As of v1.3.1 and later, I recognized that real quorum is necessary.
I also read this:
https://wiki.clusterlabs.org/wiki/Using_SBD_with_Pacemaker#Watchdog-based_self-fencing_with_resource_recovery

As related to this specification, in order to use pacemaker-2.0,
we are confirming the following known issue.

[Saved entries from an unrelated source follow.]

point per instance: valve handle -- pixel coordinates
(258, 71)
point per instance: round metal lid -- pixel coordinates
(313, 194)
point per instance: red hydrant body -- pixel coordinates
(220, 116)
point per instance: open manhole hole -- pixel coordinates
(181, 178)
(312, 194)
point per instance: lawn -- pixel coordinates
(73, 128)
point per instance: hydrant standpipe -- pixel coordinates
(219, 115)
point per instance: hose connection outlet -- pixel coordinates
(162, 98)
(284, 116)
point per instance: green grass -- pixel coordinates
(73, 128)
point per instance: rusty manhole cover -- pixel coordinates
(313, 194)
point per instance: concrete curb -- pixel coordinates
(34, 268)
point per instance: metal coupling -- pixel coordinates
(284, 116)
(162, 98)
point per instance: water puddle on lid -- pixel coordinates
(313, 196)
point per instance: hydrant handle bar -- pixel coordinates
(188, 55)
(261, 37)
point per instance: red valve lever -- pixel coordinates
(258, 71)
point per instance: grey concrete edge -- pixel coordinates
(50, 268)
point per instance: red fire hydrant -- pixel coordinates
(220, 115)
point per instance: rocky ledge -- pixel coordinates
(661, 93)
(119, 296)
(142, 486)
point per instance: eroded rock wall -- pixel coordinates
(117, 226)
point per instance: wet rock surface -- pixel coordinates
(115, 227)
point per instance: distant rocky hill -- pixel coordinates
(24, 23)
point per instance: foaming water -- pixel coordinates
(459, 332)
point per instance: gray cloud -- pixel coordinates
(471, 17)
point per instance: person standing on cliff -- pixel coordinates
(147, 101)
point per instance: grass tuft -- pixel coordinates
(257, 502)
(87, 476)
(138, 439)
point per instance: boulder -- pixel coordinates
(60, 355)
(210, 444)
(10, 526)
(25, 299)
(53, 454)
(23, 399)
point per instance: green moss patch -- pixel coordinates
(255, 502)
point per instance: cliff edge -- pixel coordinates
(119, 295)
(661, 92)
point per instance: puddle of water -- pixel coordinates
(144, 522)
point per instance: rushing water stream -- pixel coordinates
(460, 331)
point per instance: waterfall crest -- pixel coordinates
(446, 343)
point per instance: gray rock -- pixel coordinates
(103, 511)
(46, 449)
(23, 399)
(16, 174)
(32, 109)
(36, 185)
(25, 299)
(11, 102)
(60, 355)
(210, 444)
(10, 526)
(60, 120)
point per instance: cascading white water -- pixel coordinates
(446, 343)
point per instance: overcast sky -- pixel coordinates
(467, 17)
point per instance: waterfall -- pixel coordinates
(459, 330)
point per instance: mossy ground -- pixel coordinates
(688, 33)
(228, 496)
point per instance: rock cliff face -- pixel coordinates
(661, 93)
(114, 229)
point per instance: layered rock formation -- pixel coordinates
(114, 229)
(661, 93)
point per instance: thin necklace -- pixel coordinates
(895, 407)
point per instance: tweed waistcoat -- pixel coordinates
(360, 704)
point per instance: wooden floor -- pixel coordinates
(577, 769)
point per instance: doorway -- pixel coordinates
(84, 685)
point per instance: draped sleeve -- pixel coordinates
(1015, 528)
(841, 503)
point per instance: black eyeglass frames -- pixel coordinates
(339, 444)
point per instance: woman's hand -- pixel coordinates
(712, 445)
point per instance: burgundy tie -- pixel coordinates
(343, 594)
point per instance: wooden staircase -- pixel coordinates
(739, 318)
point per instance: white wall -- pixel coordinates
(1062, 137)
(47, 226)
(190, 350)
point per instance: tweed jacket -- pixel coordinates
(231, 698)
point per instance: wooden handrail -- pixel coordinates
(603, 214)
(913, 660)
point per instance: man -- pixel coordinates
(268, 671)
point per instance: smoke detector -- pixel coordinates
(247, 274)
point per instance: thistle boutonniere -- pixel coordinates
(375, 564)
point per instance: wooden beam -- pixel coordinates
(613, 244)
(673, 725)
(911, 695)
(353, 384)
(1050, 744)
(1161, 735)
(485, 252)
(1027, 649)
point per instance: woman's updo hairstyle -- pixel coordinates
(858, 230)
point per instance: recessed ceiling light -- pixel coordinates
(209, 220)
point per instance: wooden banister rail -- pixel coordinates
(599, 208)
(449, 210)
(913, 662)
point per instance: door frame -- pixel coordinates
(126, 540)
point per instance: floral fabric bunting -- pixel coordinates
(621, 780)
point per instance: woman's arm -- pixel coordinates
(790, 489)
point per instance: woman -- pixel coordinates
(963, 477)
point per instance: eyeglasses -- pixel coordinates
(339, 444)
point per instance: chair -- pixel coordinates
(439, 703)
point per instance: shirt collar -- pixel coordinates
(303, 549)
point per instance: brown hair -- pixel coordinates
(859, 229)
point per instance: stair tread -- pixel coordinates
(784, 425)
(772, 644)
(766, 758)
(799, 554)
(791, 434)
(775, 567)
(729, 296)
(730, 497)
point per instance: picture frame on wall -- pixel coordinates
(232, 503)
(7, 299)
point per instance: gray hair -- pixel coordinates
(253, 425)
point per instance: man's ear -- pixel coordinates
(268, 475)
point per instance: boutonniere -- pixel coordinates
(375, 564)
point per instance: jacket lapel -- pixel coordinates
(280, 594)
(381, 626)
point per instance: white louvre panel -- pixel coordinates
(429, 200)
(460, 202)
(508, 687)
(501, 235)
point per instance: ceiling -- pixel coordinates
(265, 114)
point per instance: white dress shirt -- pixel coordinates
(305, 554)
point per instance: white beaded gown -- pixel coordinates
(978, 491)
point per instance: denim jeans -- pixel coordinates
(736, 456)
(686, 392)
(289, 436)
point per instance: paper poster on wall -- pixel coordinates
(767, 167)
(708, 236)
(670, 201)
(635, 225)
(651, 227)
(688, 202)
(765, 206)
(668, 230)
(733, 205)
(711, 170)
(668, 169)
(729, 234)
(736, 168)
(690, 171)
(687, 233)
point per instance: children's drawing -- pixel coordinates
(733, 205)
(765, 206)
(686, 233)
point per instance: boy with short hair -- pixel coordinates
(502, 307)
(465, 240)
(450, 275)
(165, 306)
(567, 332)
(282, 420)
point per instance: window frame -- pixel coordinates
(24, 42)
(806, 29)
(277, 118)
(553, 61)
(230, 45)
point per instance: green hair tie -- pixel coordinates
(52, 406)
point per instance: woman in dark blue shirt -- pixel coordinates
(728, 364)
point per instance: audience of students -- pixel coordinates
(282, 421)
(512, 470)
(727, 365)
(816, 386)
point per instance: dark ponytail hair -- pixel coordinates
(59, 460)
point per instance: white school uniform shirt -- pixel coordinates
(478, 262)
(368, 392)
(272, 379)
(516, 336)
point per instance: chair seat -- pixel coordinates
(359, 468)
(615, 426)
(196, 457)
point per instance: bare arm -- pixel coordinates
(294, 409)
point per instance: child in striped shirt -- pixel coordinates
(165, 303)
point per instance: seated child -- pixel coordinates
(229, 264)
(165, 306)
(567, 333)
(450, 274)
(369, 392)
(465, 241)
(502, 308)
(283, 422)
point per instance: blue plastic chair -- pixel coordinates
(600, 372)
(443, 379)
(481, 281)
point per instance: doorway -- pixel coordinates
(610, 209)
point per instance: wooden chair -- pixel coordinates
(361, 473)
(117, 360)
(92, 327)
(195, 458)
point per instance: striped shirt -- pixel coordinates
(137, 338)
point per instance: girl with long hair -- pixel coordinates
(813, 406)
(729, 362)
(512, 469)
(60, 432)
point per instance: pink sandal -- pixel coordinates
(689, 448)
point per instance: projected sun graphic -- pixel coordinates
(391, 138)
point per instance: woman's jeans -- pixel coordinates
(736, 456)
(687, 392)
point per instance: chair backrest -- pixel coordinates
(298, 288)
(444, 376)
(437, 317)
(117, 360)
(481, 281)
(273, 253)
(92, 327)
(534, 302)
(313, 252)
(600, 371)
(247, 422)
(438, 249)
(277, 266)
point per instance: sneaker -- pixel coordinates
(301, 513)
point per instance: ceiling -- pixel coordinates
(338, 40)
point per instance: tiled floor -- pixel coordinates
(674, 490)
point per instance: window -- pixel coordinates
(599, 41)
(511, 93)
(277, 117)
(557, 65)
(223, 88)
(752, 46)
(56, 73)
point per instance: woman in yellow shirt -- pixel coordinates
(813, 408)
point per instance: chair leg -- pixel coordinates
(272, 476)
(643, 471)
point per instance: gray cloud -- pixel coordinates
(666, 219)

* When SIGSTOP is sent to the pacemaker process, no failure of the
  resource will be detected.
  https://lists.clusterlabs.org/pipermail/users/2016-September/011146.html
  https://lists.clusterlabs.org/pipermail/users/2016-October/011429.html

  I expected that it was being handled by SBD, but no one detected
  that the following process was frozen. Therefore, no failure of
  the resource was detected either.
  - pacemaker-based
  - pacemaker-execd
  - pacemaker-attrd
  - pacemaker-schedulerd
  - pacemaker-controld

  I confirmed this, but I couldn't read about the correspondence
  situation.
  https://wiki.clusterlabs.org/w/images/1/1a/Recent_Work_and_Future_Plans_for_SBD_1.1.pdf

As a result of our discussion, we want SBD to detect it and reset the
machine.

Also, for users who do not have shared disk or qdevice,
we need an option to work even without real quorum.
(fence races are going to avoid with delay attribute:
 https://access.redhat.com/solutions/91653
 https://access.redhat.com/solutions/1293523)

Best Regards,
Kazunori INOUE

> -----Original Message-----
> From: Users [mailto:users-bounces at clusterlabs.org] On Behalf Of Klaus Wenninger
> Sent: Friday, May 25, 2018 4:08 PM
> To: users at clusterlabs.org
> Subject: Re: [ClusterLabs] Questions about SBD behavior
> 
> On 05/25/2018 07:31 AM, 井上 和徳 wrote:
> > Hi,
> >
> > I am checking the watchdog function of SBD (without shared block-device).
> > In a two-node cluster, if one cluster is stopped, watchdog is triggered on the
> remaining node.
> > Is this the designed behavior?
> 
> SBD without a shared block-device doesn't really make sense on
> a two-node cluster.
> The basic idea is - e.g. in a case of a networking problem -
> that a cluster splits up in a quorate and a non-quorate partition.
> The quorate partition stays over while SBD guarantees a
> reliable watchdog-based self-fencing of the non-quorate partition
> within a defined timeout.
> This idea of course doesn't work with just 2 nodes.
> Taking quorum info from the 2-node feature of corosync (automatically
> switching on wait-for-all) doesn't help in this case but instead
> would lead to split-brain.
> What you can do - and what e.g. pcs does automatically - is enable
> the auto-tie-breaker instead of two-node in corosync. But that
> still doesn't give you a higher availability than the one of the
> winner of auto-tie-breaker. (Maybe interesting if you are going
> for a load-balancing-scenario that doesn't affect availability or
> for a transient state while setting up a cluste node-by-node ...)
> What you can do though is using qdevice to still have 'real-quorum'
> info with just 2 full cluster-nodes.
> 
> There was quite a lot of discussion round this topic on this
> thread previously if you search the history.
> 
> Regards,
> Klaus